7 thoughts on “Plot, Story, Myth and Real Life

  1. Of course the writers who become really popular do have Story in their books: Dickens, for example. But many literary writers tend to shy away from Story, and that’s one of the main reasons why genre readers will look at a literary work and come away saying “meh”.

    I am a man of simple taste. I want it all. If a writer is going to dig into Story in a big way, then, in the bargain, I want to enjoy the experience while they do it. A novel can have literary virtues enough to make Harold Bloom praise it to the heavens…but if its boring to me, then its not worth my time.

    Life is too short for dull and boring books.

    As far as Plot vs Story and Myth, yes, the books that stick with you have a plot to carry you along into the world of the Story and the Myth. A novel which is solely plot driven is like a piece of sugar candy–good for the moment, but not fondly remembered a year from now, or maybe even a month.

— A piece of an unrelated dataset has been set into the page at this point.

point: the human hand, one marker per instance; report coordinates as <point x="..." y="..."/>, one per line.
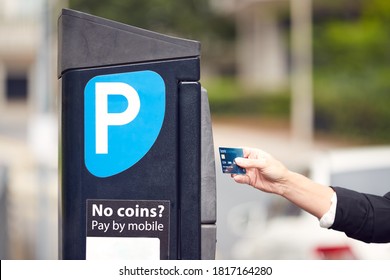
<point x="262" y="171"/>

  2. Cheryl: There’s only one problem with this theory. Many genre writers *are* attempting to re-create reality even if they’re transposing reality into the future or an imaginary setting, and many mainstream lit. writers are not trying to replicate reality. In that sense, it doesn’t matter whether there’s any speculative/fantasy element in a story. It matters only what approach the writer is attempting to take: realistic or non-realistic (to become binary for a moment–the “reality” is there are many different permutations of realism/not-realism). I like the idea above about story/plot, but you then apply it to a false paradigm. (But this also begins to touch on why I find Farah’s Rhetorics of Fantasy of limited use: it ignores the true paradigms of fiction.)

  3. Jeff:

    I’m not trying to suggest that all mainstream writers behave in this way, and I’m absolutely not suggesting that any writer should write in a particular way. I’m just looking at a possible reason why Litt’s book (and a number of other “literary” books) come across as “meh” to those of us who are looking for Story.

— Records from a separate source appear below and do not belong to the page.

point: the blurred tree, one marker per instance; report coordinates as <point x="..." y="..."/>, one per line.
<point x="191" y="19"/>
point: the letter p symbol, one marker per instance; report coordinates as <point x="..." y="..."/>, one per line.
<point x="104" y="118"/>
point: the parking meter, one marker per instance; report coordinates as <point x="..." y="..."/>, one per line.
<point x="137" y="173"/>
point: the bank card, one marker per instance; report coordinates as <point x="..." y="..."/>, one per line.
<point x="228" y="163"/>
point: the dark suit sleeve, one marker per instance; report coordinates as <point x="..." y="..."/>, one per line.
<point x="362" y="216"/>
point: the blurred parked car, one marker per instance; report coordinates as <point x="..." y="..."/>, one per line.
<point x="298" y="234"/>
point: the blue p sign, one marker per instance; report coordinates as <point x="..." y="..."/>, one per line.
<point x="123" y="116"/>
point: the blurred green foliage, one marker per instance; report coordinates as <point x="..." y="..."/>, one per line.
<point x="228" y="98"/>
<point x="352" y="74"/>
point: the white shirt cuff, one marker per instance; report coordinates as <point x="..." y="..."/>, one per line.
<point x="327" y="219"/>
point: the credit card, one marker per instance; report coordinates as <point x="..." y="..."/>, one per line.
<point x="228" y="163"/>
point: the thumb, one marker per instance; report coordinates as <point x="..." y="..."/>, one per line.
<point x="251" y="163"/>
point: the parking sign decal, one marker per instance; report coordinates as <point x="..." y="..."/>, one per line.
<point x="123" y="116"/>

    More generally I think that’s an issue with all academic research. Academics like to put things in boxes. This is an “X”, that’s a “Y”, and that supports my theory that X and Y are different. But if X and Y decide to breed then any resulting offspring will neither be X nor Y.

    The trick is to use academic theories to help us understand the world without falling into the trap of things that those theories therefore define the world.

  4. I sort of agree with Mr. Vandermeer and even would go further in claiming that the cancer that rendered a lot of modern literary fiction irrelevant and instantly forgettable is exactly this obsession with “mimetism”.

    Life is riotous and varied and people’s lives are full of the fantastic even if only in rituals and beliefs.

    Nabokov is not purely mimetic; Borges is not purely mimetic; many of the “greatest” writers are not – even my limited readings from the latest Nobel prize winner (LeClezio) and they were quite interesting, far from boring

  5. Fascinating reading, and an enjoyable thought-provoking post. A conversation that has people on either side of the fence squarely rooting for their own POV, I would say. Give me SF any day, over literary, author’s of which wouldn’t know story if it leapt up and bit them on their proverbial and collective arses! But then, that’s just my pov! 🙂

  6. Um, reading LeGuin’s piece it seems to me that she has some issues with specific bits of the story not making any sense as well…

  7. I’m not sure that the relation between plot and story is quite as you have it. The difference is not one of essence and execution — skeleton and flesh, as you have it. They are more different in kind than that. Plot is something that a work of fiction has, story is what a work of fiction is about. So, for example, the plot of Hamlet begins with young Hamlet and the ghost — the story begins with Claudius killing old Hamlet. Whodunnits show the difference very clearly: the story is the story of the murder, the plot is the revelation of the murder as it structures the book.